Some time ago, I wrote a blog post about a sign I saw at the beach, “Swimmers Only Between Flags.” It was a lighthearted post about the limitations of seemingly “plain” language. In Curto v. A County Place Condominium Association, the U.S. Circuit Court for the Third Circuit addressed a more serious issue involving swimming restrictions. Curto involved a challenge to a condo association’s policy of having gender-specific swimming hours at the community pool. The case presents an interesting intersection of discrimination — gender discrimination that was purportedly necessary to prevent religious discrimination. Read more about it below, and stay tuned because I am certain that the Curto decision will not be the last word on the issue.

In Curto, plaintiffs were residents of a condominium, A Country Place, which was governed by the defendant community association. A Country Place is a “55 and over,” age-restricted condominium located in Lakewood, New Jersey.

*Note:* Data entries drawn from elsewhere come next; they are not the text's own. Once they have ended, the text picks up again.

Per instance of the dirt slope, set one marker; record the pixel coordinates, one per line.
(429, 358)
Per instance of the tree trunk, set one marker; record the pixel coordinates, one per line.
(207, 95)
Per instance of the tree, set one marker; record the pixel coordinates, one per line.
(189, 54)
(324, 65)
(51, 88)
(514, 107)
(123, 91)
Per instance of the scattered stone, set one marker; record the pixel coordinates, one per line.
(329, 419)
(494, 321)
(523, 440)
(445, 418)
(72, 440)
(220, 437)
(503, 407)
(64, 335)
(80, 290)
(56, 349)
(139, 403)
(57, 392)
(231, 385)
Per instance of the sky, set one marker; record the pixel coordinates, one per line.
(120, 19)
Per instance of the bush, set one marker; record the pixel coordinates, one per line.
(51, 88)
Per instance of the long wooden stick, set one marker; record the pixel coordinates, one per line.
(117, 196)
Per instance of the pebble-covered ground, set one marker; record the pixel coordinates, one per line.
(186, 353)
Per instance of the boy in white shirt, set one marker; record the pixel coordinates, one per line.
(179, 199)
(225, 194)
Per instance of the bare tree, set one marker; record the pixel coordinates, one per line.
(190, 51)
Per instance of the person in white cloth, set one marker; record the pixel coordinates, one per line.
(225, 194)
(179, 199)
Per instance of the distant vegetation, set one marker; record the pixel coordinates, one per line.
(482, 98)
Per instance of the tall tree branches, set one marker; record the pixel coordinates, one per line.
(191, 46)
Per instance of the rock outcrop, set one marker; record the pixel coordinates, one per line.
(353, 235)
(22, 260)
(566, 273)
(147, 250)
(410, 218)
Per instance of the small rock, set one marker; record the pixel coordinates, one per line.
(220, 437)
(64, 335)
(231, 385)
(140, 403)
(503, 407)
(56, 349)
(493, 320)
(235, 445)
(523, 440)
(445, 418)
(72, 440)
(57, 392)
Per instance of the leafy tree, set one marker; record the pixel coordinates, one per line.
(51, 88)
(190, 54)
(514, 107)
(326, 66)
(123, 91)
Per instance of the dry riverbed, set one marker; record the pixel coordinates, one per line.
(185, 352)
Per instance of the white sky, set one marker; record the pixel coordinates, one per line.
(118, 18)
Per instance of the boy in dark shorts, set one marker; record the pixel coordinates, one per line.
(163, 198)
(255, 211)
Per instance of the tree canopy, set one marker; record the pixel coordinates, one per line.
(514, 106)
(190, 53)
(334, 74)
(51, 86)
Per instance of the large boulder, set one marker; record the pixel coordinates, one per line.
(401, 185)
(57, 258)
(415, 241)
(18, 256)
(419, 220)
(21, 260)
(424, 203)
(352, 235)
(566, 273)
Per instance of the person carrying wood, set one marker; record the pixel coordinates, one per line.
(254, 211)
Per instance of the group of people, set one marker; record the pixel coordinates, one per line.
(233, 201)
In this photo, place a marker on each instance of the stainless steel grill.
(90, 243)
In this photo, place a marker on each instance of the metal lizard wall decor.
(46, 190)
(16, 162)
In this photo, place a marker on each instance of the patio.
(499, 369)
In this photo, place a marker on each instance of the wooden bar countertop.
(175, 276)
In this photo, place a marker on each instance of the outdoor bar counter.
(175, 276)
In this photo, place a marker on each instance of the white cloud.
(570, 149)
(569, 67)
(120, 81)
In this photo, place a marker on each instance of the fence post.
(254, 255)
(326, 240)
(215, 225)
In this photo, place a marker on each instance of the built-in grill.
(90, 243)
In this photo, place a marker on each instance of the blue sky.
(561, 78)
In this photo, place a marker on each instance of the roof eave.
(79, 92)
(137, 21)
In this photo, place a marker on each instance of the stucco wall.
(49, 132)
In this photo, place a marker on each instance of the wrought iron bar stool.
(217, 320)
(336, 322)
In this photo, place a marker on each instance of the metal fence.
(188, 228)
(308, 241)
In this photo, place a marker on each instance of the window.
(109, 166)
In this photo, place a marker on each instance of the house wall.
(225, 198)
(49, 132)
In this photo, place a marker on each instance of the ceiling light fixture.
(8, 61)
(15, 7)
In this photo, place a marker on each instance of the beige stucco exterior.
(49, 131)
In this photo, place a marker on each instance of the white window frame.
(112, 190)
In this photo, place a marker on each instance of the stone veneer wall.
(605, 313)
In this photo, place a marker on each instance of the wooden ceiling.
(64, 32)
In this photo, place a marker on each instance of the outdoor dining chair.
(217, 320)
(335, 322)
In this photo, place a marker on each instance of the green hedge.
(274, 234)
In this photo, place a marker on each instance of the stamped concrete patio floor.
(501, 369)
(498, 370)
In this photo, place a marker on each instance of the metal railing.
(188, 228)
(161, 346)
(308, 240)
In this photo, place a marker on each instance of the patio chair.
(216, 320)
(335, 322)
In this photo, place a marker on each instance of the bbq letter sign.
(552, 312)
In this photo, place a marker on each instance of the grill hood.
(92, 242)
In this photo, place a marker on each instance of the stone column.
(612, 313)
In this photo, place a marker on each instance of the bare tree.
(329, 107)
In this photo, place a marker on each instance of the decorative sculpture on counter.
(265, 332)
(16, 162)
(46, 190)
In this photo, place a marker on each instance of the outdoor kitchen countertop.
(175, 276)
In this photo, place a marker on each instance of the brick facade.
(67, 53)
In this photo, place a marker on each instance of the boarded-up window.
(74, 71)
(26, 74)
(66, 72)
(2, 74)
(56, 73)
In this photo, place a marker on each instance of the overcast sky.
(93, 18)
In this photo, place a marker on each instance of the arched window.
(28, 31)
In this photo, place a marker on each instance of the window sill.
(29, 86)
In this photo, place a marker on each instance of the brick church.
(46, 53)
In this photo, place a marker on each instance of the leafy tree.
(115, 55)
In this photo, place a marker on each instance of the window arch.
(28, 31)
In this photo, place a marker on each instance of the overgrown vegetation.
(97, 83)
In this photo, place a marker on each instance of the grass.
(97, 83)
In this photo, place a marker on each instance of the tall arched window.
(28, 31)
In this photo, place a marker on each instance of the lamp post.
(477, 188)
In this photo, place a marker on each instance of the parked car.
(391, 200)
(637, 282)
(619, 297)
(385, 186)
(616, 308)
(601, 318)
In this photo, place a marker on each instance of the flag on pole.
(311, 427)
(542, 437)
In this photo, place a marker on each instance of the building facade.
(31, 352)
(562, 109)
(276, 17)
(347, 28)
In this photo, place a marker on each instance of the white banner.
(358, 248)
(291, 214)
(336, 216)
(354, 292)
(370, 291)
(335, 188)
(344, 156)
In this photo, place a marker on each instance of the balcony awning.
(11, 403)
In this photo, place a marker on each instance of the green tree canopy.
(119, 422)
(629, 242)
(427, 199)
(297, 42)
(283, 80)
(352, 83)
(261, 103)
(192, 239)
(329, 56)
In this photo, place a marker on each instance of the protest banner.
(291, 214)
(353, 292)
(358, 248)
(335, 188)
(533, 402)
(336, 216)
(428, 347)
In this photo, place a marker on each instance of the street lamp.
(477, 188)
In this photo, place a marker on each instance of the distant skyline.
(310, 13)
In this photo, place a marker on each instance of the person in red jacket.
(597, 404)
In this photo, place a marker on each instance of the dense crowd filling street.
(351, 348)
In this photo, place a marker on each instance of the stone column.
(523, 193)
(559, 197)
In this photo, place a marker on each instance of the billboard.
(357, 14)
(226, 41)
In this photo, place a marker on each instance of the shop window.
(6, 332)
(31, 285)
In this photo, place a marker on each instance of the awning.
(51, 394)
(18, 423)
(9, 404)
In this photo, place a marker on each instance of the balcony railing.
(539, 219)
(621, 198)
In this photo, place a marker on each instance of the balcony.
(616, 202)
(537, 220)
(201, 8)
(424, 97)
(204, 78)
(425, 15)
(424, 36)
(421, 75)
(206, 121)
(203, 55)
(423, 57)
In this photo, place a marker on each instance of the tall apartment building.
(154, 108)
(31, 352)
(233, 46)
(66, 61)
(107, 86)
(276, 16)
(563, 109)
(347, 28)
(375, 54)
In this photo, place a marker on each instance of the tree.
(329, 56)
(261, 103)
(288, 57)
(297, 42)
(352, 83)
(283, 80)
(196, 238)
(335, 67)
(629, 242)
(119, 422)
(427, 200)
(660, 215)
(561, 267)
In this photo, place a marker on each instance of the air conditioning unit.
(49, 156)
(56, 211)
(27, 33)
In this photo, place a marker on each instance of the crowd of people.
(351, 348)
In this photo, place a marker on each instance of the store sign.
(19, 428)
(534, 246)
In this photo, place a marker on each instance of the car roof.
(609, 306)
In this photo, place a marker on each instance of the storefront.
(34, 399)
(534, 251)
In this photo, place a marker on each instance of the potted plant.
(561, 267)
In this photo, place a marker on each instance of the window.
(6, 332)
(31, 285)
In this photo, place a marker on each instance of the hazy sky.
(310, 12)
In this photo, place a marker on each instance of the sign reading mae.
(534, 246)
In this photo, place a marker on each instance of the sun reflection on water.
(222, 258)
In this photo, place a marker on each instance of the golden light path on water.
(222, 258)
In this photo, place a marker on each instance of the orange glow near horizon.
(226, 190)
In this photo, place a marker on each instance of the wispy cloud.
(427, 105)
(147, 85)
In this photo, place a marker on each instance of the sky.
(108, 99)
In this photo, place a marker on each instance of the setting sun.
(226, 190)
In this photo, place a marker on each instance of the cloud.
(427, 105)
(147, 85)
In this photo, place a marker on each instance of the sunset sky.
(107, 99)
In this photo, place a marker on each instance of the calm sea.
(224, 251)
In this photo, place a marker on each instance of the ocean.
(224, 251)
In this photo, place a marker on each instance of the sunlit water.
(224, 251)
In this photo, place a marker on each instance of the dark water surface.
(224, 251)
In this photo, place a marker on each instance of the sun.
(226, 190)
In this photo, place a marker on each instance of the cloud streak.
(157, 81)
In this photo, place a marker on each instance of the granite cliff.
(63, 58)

As the Third Circuit noted, “Lakewood has a large and growing Orthodox Jewish population, and so does A Country Place.” Nearly two-thirds of defendant’s residents were Orthodox when the underlying events in Curto occurred. Defendant established single sex swimming hours for the community pool to accommodate “the Orthodox principle of tznius, or modesty, according to which it is improper for men and women to see each other in a state of undress – including bathing attire.”

Prior to 2016, defendant only had “a handful of sex-segregated swimming hours throughout the week.” But, “as the Orthodox membership at A Country Place increased, [defendant] increased the number of sex-segregated hours.” By 2016, over two-thirds of all swimming hours throughout the week were sex segregated.